Algues dans le lac Érié : une autre mauvaise année?

Le bassin versant des Grands Lacs est unique. Il contient près de 20 % de l’eau douce de surface de la planète, en plus de soutenir l’existence de plus de 30 millions de personnes. Dans ses eaux nagent et vivent environ 250 espèces de poissons. Il constitue un écosystème d’une valeur inestimable pour une foule de raisons. Toutefois, un gros problème pèse malheureusement sur l’un des Grands Lacs : de grands secteurs du lac Érié sont étouffés par des éclosions d’algues nuisibles.
Ces éclosions se produisent lorsqu’un excès de nutriments, en particulier du phosphore issu du ruissellement des eaux usées agricoles ou encore des eaux pluviales municipales, fait son chemin jusqu’au lac. Ces nutriments permettent la croissance des algues en si grandes quantités qu’elles recouvrent la surface de l’eau. Dans le lac Érié, ces éclosions ont des impacts considérables sur l’écosystème, et causent la mort massive de poissons à travers de grandes « zones mortes », où l’oxygène devient rare. Dans les secteurs affectés, les autorités doivent émettre des avertissements en vertu desquels les résidents doivent faire bouillir l’eau avant de la consommer.

Éclosion d’algues dans le lac Érié en date du 28 juillet 2015 © NASA Earth Observatory
Éclosion d’algues dans le lac Érié en date du 28 juillet 2015 © NASA Earth Observatory

Le problème n’est pas nouveau dans le lac Érié. Au cours des années 1960 et 1970, les éclosions avaient une telle ampleur que le lac en entier a été qualifié de « mort ». Le Canada et les États-Unis ont réagi en 1972 en signant l’Accord relatif à la qualité de l’eau des Grands Lacs. Les deux pays se sont entendus pour réduire la quantité de phosphore rejetée dans les Grands Lacs et pour combattre les éclosions d’algues. Ces efforts semblent avoir porté leurs fruits dans un premier temps, le lac montrant des signes de rétablissement : de meilleures conditions écologiques et moins d’éclosions.
Mais, malgré le succès de ces mesures correctives initiales, les éclosions nocives sont de retour et sont d’une ampleur jamais vue auparavant. On s’attend à ce que celles qui nous attendent plus tard cet été soient parmi les pires éclosions jamais vues dans le lac Érié.
Le retour des algues dans le lac Érié correspond aux résultats mis au jour dans les Rapports sur les bassins versants du WWF-Canada. Dans notre analyse du bassin versant des Grands Lacs, nous avons découvert que, dans les rivières et ruisseaux du sous-bassin du nord du lac Érié,  les niveaux de phosphore excédaient généralement la limite édictée dans les normes de qualité de l’eau. En fait, c’était le cas dans près de 80 % des échantillons récoltés entre 2008 et 2012, soit les données les plus récentes auxquelles nous avons accès.

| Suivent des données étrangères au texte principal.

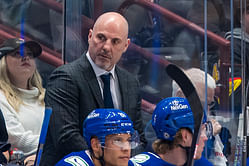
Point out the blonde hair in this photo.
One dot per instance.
(161, 146)
(12, 93)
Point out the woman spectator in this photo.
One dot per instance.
(21, 93)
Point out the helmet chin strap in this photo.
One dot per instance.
(188, 150)
(101, 158)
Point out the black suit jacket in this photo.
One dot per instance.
(73, 92)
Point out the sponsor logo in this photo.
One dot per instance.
(122, 114)
(176, 106)
(141, 158)
(166, 135)
(125, 124)
(93, 115)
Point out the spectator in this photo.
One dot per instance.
(4, 146)
(76, 88)
(107, 143)
(173, 123)
(197, 77)
(21, 93)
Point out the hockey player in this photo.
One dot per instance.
(110, 137)
(173, 123)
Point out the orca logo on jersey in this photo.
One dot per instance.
(176, 106)
(93, 115)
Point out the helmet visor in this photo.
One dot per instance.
(123, 141)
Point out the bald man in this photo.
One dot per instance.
(75, 89)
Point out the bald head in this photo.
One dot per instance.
(112, 19)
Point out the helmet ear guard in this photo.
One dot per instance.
(170, 115)
(103, 122)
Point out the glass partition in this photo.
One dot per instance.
(211, 35)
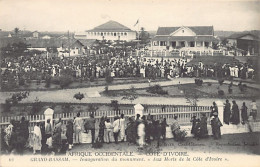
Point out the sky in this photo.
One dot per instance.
(81, 15)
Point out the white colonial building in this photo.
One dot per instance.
(169, 38)
(110, 30)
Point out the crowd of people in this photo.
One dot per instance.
(231, 114)
(116, 63)
(62, 135)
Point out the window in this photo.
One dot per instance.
(173, 44)
(182, 43)
(162, 43)
(155, 43)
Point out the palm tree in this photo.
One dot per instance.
(16, 31)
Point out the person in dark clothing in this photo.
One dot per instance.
(235, 114)
(157, 132)
(69, 133)
(148, 131)
(163, 128)
(227, 112)
(130, 131)
(101, 129)
(244, 113)
(203, 126)
(193, 121)
(44, 139)
(214, 109)
(90, 125)
(22, 135)
(197, 129)
(216, 124)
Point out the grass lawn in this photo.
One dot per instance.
(192, 90)
(84, 84)
(23, 109)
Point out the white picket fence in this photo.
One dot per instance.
(184, 114)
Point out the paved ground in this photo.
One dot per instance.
(244, 143)
(66, 95)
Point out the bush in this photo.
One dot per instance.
(65, 81)
(180, 135)
(55, 80)
(198, 82)
(221, 92)
(156, 89)
(37, 106)
(91, 79)
(109, 79)
(79, 96)
(221, 81)
(21, 81)
(48, 81)
(230, 90)
(106, 89)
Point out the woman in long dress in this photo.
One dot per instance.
(244, 113)
(69, 133)
(37, 137)
(78, 127)
(235, 114)
(216, 124)
(203, 126)
(227, 112)
(101, 130)
(122, 128)
(130, 131)
(175, 127)
(141, 134)
(56, 138)
(253, 109)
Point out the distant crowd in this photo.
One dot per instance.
(116, 63)
(61, 136)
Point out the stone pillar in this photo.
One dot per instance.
(49, 115)
(139, 109)
(220, 106)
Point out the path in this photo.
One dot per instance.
(66, 95)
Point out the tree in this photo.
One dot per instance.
(144, 36)
(14, 50)
(16, 31)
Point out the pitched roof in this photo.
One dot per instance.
(110, 26)
(240, 35)
(184, 38)
(211, 60)
(199, 30)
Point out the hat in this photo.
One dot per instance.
(215, 113)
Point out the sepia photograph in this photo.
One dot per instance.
(130, 83)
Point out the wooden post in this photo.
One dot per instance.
(139, 109)
(49, 115)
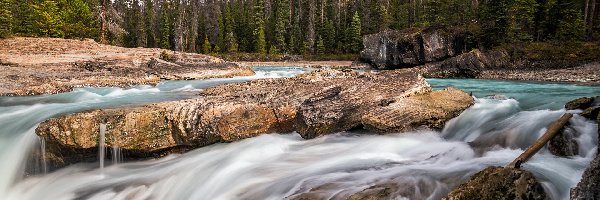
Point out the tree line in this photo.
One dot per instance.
(293, 26)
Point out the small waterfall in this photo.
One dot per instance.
(101, 147)
(43, 153)
(117, 155)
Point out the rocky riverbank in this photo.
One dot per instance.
(31, 66)
(443, 53)
(313, 104)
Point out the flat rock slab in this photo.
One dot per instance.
(496, 183)
(314, 104)
(32, 66)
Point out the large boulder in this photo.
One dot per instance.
(313, 104)
(583, 103)
(32, 66)
(496, 183)
(395, 49)
(430, 110)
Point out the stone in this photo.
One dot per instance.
(430, 110)
(497, 183)
(33, 66)
(395, 49)
(582, 103)
(564, 144)
(313, 104)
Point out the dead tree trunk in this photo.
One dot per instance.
(553, 129)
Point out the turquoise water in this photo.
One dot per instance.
(531, 96)
(491, 133)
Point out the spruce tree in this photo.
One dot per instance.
(494, 22)
(521, 20)
(149, 17)
(165, 29)
(24, 18)
(6, 18)
(77, 19)
(49, 20)
(320, 46)
(355, 38)
(260, 45)
(206, 45)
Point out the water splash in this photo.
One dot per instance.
(43, 153)
(101, 146)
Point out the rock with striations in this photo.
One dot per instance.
(497, 183)
(314, 104)
(583, 103)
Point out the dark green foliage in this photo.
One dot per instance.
(165, 29)
(77, 19)
(355, 43)
(49, 21)
(298, 26)
(6, 18)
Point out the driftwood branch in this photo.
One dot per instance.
(553, 129)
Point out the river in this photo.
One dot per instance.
(506, 118)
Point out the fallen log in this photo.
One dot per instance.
(553, 129)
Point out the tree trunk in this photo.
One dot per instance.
(585, 13)
(592, 14)
(311, 25)
(553, 129)
(103, 23)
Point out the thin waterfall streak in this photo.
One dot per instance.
(101, 145)
(43, 150)
(117, 155)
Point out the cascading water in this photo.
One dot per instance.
(420, 165)
(101, 146)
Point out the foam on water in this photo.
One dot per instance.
(422, 164)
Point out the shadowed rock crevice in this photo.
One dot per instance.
(496, 183)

Tous les indicateurs laissent présager que, à moins que l’on prenne des mesures évolutives afin de réduire la quantité de nutriments dans l’eau, les éclosions d’algues dans le lac Érié prendront des proportions encore plus grandes. Bref, nous devons agir et les gouvernements canadien et américain semblent l’avoir compris. En effet, ils négocient de nouvelles stratégies afin de diminuer le volume de nutriments qui aboutissent dans le lac.

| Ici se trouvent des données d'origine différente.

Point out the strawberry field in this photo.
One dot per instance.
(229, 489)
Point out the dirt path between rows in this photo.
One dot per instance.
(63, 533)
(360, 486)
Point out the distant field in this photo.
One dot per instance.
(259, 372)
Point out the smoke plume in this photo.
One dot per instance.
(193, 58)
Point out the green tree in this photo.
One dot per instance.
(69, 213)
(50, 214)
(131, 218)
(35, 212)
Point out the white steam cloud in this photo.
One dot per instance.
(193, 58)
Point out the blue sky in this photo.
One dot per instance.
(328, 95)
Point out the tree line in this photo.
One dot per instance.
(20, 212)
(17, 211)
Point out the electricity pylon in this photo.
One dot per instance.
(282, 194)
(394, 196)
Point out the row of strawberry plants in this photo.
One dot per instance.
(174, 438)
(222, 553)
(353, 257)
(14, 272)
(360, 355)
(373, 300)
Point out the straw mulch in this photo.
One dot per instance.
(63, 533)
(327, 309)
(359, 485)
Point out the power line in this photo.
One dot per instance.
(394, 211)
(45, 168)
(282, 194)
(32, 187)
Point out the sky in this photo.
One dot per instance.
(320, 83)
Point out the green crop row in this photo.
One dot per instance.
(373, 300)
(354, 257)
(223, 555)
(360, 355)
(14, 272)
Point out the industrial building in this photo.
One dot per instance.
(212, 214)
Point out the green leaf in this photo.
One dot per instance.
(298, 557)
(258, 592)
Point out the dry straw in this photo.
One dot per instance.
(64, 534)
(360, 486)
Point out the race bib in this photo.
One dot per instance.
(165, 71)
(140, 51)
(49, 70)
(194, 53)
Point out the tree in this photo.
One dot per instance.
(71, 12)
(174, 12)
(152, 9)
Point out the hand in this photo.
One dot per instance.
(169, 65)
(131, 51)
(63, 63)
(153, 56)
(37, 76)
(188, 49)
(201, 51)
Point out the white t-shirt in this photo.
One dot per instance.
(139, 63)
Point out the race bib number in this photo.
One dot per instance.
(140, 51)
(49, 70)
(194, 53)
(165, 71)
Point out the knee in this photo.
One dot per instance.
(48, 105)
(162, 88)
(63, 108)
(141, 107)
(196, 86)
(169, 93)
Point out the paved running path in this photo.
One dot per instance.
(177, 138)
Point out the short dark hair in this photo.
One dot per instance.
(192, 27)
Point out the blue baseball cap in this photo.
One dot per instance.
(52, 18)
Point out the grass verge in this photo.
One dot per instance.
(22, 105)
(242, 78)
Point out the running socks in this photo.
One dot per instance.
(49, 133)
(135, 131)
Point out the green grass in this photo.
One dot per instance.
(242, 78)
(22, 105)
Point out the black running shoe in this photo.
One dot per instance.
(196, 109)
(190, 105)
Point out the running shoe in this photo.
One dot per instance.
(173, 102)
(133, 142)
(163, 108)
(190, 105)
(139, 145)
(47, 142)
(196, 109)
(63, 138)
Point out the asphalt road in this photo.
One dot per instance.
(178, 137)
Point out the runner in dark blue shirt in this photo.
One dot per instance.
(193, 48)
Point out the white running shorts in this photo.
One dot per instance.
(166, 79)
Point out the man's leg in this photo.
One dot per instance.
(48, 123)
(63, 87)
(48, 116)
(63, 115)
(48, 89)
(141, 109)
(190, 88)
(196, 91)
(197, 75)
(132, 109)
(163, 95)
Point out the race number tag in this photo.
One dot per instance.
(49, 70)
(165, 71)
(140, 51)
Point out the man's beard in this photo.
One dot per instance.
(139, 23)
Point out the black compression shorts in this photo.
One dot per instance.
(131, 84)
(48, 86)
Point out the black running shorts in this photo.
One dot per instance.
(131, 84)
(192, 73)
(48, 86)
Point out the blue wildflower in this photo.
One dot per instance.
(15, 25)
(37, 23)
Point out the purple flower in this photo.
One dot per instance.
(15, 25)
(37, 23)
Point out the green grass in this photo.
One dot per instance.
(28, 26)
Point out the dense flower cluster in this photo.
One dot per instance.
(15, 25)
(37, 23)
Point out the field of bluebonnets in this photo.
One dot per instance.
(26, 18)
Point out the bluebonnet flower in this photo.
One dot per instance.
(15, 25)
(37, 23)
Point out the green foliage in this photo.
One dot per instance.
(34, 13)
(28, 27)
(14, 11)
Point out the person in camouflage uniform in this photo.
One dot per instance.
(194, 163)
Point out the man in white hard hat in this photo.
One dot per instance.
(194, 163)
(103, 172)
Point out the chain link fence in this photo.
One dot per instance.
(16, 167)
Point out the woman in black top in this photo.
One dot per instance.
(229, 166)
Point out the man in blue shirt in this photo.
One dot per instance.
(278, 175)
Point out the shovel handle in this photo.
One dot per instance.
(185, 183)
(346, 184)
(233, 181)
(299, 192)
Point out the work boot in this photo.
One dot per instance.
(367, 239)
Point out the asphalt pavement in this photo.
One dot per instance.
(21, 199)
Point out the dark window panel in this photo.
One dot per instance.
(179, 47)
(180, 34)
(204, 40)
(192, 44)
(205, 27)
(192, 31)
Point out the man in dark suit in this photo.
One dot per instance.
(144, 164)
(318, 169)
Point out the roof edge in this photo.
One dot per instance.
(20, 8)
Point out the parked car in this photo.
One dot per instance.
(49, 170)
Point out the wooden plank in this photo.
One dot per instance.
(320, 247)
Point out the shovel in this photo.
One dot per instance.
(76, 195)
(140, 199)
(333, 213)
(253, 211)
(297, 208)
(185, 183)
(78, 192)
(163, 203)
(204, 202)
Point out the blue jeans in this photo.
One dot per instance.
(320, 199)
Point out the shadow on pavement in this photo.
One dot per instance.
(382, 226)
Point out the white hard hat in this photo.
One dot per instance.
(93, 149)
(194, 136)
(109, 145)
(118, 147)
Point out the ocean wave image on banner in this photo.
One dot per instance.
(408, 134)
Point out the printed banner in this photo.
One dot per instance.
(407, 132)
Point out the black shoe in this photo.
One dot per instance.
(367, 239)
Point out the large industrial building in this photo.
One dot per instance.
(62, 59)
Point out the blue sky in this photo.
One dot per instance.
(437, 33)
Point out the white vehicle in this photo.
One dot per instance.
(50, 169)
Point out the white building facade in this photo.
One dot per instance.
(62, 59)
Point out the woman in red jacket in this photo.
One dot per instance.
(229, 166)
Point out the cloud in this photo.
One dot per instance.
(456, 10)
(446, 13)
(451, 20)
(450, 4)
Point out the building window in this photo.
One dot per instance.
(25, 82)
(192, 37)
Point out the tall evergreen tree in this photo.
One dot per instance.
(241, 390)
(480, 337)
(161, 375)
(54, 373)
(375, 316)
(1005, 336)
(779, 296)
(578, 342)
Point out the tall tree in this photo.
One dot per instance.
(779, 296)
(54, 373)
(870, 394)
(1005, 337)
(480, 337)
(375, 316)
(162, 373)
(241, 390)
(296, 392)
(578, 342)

Entre autres, en vertu de l’amendement de 2012 à l’Accord relatif à la qualité de l’eau des Grands Lacs, les deux pays ont ébauché des cibles relatives aux charges de phosphore qui seront adoptées en 2016. Le sous-comité responsable a émis certaines recommandations, dont celle de réduire de 40 % le phosphore rejeté dans le lac Érié afin de lutter efficacement contre les éclosions d’algues. Cette réduction de 40 % est également au centre d’une entente récemment signée par les gouvernements de l’Ontario, de l’Ohio et du Michigan afin de s’attaquer au problème dans l’ouest du lac.
Une autre proposition inspirante est le dépôt, une nouvelle fois, du projet de loi sur la protection des Grands Lacs en Ontario. L’adoption du Great Lakes Protection Act offrirait de nouvelles ressources au gouvernement de l’Ontario afin de mieux protéger les Grands Lacs contre des menaces telles que les éclosions d’algues et d’implanter la Stratégie ontarienne pour les Grands Lacs.

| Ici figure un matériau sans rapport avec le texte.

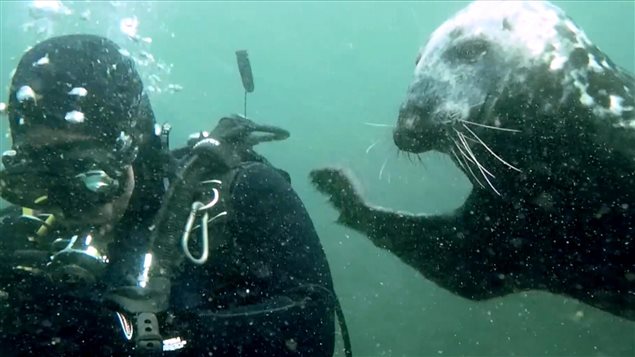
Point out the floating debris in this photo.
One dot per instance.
(129, 26)
(42, 61)
(78, 91)
(25, 93)
(175, 87)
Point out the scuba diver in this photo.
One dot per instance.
(117, 245)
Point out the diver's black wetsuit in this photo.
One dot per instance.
(268, 292)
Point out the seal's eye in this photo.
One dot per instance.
(468, 51)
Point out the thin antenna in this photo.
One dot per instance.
(244, 67)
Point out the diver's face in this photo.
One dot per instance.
(62, 158)
(105, 214)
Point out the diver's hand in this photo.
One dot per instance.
(339, 186)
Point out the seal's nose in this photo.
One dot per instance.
(415, 131)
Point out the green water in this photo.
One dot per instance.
(322, 70)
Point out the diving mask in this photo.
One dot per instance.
(74, 179)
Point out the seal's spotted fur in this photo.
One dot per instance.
(542, 122)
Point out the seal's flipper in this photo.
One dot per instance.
(343, 194)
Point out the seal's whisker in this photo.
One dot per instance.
(481, 168)
(466, 159)
(471, 153)
(458, 161)
(489, 126)
(491, 151)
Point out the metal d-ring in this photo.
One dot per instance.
(197, 207)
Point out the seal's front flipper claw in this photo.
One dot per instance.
(343, 195)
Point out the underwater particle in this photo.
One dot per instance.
(42, 61)
(25, 93)
(175, 87)
(291, 344)
(74, 117)
(129, 26)
(85, 15)
(47, 8)
(78, 91)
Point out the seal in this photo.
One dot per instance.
(542, 122)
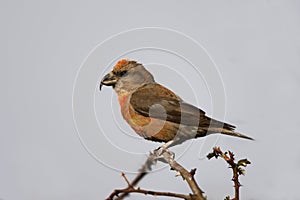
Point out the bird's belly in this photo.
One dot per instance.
(149, 128)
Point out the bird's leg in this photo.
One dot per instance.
(163, 148)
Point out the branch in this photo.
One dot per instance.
(236, 167)
(187, 176)
(168, 157)
(143, 171)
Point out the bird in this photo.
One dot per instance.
(155, 112)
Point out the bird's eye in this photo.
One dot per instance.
(123, 73)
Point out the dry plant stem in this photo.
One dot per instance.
(168, 157)
(187, 176)
(146, 167)
(234, 166)
(147, 192)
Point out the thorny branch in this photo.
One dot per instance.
(237, 169)
(167, 157)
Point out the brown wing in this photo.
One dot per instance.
(147, 97)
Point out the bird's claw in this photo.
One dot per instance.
(164, 154)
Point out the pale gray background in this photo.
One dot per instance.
(255, 44)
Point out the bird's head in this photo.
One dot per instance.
(126, 76)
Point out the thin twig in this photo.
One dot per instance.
(168, 157)
(143, 171)
(186, 175)
(236, 167)
(147, 192)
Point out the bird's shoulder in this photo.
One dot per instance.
(155, 90)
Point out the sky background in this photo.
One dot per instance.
(244, 68)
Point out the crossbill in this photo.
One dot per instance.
(155, 112)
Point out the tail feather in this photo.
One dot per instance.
(216, 126)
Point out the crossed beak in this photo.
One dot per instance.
(109, 80)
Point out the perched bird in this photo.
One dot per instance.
(155, 112)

Les initiatives actuellement sur la table nous donnent plusieurs raisons d’être optimistes. Toutefois, l’incertitude enveloppe la manière dont ces mesures seront implantées sur le terrain. Leur succès – ou non – aura un effet direct sur l’état de santé des Grands Lacs pour les années et les décennies à venir… pour le meilleur ou pour le pire.